Slashdot Mirror


Remote Root Exploit In lsh

skookum writes "After last week's OpenSSH patch-fest, a lot of people suggested GNU lsh as a replacement. Unfortunately, it seems that the lsh team has recently discovered a heap overflow bug of their own that can lead to compromise. An exploit was posted to BugTraq two days ago. Happy patching."

5 of 445 comments (clear)

  1. That's it by Anonymous Coward · · Score: 5, Funny

    I am switching to a vendor, who takes security seriously. Enough of this patching crap.

  2. That is it I quit by Anonymous Coward · · Score: 5, Funny

    Between MS worms, SSH, and this I am throwing down my keyboard...

    Oh wait is that a new slashdot article?

    I might be able to get first post...

  3. Re:Another forum for bashing Microsoft by UserGoogol · · Score: 5, Funny
    And this, my friends, is why software should never be popular. Use OpenBSD!

    Warning. The preceeding has been detected by Slashdot to contain sarcasm. OpenBSD is, of course, wonderful. Unlike those commies using FreeBSD.
    --The Management

    --
    "Never attribute to malice that which can be adequately explained by stupidity." -- Hanlon's Razor
  4. Re:Can someone explain to me why.. by lcs · · Score: 5, Informative

    I, like the author of lsh, is a member of the same
    computer society, Lysator, and I happen to remember
    reading about the early lsh developments.

    It was started in August 1998, and that's as far
    as I know, several months if not years before
    OpenSSH was started.

  5. Re:Telnet by TomV · · Score: 5, Insightful

    Why the hell not? Good bridges are the ones that don't fall down

    That's not the same as saying that good bridges have no faults. Bridges are built with a large safety factor. A large amount of the steel wire in the Brooklyn Bridge cables is hideously substandard, slipped in there by a currupt subcontractor. But because the safety factors were in place, even though the cables are probably about 5/6 as strong as they were designed to be, because they were designed to be 4 times as strong as strictly necessary, the Brooklyn Bridge is still there today. They paid for a lot more steel than strictly necessary, but they were proved right to have done so.

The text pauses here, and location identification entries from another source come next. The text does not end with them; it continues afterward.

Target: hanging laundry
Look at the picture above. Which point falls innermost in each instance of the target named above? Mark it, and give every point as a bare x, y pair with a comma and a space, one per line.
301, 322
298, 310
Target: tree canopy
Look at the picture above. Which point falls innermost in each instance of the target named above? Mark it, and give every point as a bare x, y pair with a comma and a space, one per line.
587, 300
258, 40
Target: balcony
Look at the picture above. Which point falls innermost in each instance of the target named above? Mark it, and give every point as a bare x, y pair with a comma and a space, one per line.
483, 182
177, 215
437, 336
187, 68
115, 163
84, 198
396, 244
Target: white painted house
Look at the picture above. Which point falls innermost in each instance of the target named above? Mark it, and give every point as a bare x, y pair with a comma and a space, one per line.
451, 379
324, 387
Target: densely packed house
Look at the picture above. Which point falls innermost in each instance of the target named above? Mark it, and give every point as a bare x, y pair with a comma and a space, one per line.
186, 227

    The bridge is Verifiably Strong Enough, but it certainly isn't Fault-Free. It was a product of defensive engineering, and software containing the inevitable bugs can be made much safer by taking a defensive approach to programming. It's better not to have an out-of-bounds situation at all, but that's no reason not to do bounds-checking wherever an OOB might pose a hazard. Yes it costs money to code all those extra checks, but that's what engineers do in most other disciplines.